En contrepartie, les villageois peuvent réintégrer leurs habitations et exploiter leurs terres, mais sous certaines conditions imposées par les groupes djihadistes : port du voile obligatoire pour les femmes et fermeture des écoles d’enseignement occidental.
Écoles fermées et voile obligatoire : les conditions du Jnim
Ces exigences portent sur les tenues vestimentaires et les pratiques religieuses.

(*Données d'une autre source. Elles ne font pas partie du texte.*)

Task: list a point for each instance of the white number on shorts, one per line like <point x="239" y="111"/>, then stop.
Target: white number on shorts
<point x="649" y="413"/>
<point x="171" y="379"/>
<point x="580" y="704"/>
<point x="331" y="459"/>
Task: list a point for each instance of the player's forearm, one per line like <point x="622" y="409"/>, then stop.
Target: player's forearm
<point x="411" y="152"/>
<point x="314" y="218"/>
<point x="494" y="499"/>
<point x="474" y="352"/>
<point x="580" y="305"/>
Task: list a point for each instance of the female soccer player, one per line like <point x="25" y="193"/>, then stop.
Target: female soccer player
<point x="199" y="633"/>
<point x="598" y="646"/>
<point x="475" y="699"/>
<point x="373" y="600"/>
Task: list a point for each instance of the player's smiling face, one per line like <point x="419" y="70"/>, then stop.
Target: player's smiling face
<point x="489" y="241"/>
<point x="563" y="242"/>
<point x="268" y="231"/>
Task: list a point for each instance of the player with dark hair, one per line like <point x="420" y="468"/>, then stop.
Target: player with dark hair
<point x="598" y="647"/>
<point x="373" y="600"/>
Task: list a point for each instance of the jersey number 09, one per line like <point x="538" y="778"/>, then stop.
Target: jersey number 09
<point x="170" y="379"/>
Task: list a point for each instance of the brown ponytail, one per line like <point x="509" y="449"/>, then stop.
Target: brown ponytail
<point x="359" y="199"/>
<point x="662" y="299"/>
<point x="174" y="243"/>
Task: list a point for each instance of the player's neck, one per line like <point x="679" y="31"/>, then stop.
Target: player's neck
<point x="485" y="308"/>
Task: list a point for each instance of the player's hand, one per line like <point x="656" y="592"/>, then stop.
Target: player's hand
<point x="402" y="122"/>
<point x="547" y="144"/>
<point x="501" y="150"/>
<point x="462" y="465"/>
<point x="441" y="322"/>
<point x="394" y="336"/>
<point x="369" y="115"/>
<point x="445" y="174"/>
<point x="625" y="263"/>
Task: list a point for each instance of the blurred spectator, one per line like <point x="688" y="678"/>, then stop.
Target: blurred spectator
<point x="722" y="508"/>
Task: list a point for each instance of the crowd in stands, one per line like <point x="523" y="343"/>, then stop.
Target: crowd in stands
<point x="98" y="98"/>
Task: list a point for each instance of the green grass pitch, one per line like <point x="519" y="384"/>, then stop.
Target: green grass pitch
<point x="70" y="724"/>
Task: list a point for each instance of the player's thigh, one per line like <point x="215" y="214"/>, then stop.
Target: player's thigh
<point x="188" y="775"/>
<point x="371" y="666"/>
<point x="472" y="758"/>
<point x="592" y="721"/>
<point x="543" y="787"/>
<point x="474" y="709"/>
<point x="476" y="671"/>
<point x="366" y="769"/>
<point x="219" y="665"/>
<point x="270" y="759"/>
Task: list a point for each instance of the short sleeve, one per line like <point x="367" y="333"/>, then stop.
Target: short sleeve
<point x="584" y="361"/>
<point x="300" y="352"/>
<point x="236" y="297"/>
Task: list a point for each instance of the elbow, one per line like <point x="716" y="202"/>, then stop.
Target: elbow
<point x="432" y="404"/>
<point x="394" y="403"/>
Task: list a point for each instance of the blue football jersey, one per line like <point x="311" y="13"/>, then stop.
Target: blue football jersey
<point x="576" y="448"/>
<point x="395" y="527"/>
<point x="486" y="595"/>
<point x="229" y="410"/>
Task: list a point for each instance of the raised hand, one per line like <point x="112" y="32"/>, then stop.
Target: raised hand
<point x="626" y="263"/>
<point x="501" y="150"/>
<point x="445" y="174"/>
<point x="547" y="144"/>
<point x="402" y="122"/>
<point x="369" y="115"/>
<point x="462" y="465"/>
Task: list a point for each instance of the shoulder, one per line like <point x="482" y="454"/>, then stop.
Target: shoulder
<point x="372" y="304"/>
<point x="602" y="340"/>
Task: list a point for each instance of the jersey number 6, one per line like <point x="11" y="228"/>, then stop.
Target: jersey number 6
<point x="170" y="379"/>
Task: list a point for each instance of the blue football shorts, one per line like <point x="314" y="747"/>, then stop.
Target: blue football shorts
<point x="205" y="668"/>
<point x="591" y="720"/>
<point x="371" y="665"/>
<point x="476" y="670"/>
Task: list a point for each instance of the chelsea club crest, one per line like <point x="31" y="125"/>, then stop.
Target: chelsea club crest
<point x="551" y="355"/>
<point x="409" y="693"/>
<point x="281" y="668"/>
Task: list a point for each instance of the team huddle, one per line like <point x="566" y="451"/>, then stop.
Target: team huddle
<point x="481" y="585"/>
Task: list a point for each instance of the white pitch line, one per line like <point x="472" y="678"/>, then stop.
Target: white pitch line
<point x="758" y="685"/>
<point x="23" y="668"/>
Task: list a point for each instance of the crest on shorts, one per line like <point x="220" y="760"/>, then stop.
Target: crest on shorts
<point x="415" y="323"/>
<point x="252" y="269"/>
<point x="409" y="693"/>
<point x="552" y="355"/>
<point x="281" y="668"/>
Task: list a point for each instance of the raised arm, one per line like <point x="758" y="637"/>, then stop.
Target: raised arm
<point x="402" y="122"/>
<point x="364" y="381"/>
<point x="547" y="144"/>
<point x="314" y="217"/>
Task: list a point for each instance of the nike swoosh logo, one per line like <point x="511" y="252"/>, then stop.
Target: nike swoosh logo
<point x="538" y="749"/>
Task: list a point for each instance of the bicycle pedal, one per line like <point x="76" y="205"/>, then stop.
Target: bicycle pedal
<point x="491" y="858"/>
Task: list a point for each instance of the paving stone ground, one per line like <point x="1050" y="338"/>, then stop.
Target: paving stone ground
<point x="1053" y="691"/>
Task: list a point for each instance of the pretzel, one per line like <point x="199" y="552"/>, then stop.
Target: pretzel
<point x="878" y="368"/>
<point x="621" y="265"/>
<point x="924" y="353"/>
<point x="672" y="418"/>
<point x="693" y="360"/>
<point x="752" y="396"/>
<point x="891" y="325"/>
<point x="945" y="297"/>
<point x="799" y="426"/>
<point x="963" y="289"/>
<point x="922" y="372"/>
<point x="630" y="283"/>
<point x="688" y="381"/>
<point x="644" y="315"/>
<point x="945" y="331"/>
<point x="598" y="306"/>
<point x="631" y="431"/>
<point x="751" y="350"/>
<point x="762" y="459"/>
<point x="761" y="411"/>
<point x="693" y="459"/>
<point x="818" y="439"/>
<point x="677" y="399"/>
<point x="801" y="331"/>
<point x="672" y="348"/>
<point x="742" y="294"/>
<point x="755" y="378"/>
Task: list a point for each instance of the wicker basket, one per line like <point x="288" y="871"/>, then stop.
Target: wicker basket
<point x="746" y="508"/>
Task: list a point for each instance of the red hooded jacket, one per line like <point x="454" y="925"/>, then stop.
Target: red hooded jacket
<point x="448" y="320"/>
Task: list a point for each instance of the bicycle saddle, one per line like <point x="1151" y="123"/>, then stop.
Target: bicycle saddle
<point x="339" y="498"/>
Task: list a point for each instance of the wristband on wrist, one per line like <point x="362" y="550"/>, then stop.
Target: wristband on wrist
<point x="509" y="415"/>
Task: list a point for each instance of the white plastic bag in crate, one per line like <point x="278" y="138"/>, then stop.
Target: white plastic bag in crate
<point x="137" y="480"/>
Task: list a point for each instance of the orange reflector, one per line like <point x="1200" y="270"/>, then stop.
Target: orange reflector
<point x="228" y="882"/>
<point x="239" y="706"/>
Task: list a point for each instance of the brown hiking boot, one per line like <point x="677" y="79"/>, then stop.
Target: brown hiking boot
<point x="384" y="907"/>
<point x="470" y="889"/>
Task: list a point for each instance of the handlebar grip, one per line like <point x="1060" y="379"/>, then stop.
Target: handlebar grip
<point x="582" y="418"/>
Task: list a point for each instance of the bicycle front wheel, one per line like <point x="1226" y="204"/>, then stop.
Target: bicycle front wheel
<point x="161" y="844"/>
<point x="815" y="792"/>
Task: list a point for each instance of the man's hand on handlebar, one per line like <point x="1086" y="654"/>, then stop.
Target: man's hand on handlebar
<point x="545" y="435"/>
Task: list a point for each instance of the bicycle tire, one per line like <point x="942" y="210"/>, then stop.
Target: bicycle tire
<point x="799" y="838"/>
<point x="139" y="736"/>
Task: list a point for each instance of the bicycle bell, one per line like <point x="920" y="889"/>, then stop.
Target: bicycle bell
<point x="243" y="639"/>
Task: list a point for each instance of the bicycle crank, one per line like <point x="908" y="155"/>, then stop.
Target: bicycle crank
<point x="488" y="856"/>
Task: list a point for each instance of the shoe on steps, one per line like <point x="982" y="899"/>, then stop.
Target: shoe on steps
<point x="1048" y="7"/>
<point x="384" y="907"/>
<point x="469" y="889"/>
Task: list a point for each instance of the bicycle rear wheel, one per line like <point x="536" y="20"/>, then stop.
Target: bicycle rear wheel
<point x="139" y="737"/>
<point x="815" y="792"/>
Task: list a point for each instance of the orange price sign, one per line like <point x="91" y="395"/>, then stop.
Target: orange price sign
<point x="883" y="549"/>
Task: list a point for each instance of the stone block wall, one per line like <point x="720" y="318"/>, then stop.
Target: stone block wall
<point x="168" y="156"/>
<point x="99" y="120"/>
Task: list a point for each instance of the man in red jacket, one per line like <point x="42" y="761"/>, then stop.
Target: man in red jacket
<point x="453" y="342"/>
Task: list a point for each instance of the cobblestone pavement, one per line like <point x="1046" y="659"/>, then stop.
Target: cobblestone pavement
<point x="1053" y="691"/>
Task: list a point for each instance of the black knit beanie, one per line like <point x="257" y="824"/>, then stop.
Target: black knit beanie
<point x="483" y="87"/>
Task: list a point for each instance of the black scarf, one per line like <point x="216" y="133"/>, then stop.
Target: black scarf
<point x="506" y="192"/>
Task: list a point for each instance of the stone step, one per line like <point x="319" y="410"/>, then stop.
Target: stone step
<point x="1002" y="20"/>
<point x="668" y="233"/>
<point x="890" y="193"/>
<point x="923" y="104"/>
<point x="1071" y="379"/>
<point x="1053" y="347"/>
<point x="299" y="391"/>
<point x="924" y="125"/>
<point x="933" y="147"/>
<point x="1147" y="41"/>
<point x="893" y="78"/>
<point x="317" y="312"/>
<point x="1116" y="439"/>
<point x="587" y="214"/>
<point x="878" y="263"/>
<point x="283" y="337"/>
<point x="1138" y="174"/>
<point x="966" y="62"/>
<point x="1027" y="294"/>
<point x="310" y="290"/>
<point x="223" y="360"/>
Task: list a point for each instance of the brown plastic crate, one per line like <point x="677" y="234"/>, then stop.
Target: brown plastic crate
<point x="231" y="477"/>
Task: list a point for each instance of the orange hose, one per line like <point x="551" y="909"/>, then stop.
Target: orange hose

Les hommes doivent désormais porter des pantalons courts, les écoles publiques sont fermées, ce qui interdit tout enseignement de type occidental, et les femmes sont tenues de porter le voile.
En échange, les habitants, en majorité Peuls et Dogons, peuvent à nouveau cultiver leurs champs et pratiquer l’élevage, alors que la saison des pluies a commencé au Mali en juin.
« Nous sommes revenus sans nos épouses »
Un enseignant originaire du village de Bare Darsalam, dans le cercle de Bankass, a accepté de témoigner sous couvert d’anonymat. Il est revenu chez lui après sept ans d’exil à cause du conflit.
Il a fait le voyage sans son épouse ni ses enfants. Il s’exprime sur le sort de l’école publique et les règles vestimentaires imposées par le Jnim :
« Notre école a été saccagée par les groupes armés terroristes lors du déplacement du village en 2019. Ils ont tout détruit. Même si on nous demandait de reconstruire l’école immédiatement, nous refuserions. Nous avons repris nos activités après les garanties du maire de Bankass. Nous n’avons pas encore adopté le port du pantalon court. Nous ne sommes pas non plus revenus avec nos épouses, pour voir si le port du voile sera imposé. »
Les champs retrouvent leurs cultivateurs
Allaye Guindo, maire de la commune urbaine de Bankass, indique que la signature des accords entre communautés et groupes armés a permis un retour massif des déplacés.
« Grâce à ces accords, les habitants reviennent dans toutes les localités désertées. Sur les 13 villages qui voient le retour de leurs ressortissants, deux sont de Kani Bozon et un de la commune rurale de Dimbal. Les autres relèvent de la commune de Bankass. Les pluies sont arrivées et de nombreux revenants ont déjà commencé à labourer leurs champs en toute sécurité. Tout le monde est content. »
Les accords locaux précisent que les autorités coutumières et les notables doivent se plier aux règles fixées par les groupes armés terroristes. L’application de la charia constitue le fondement de leur coopération avec les villageois.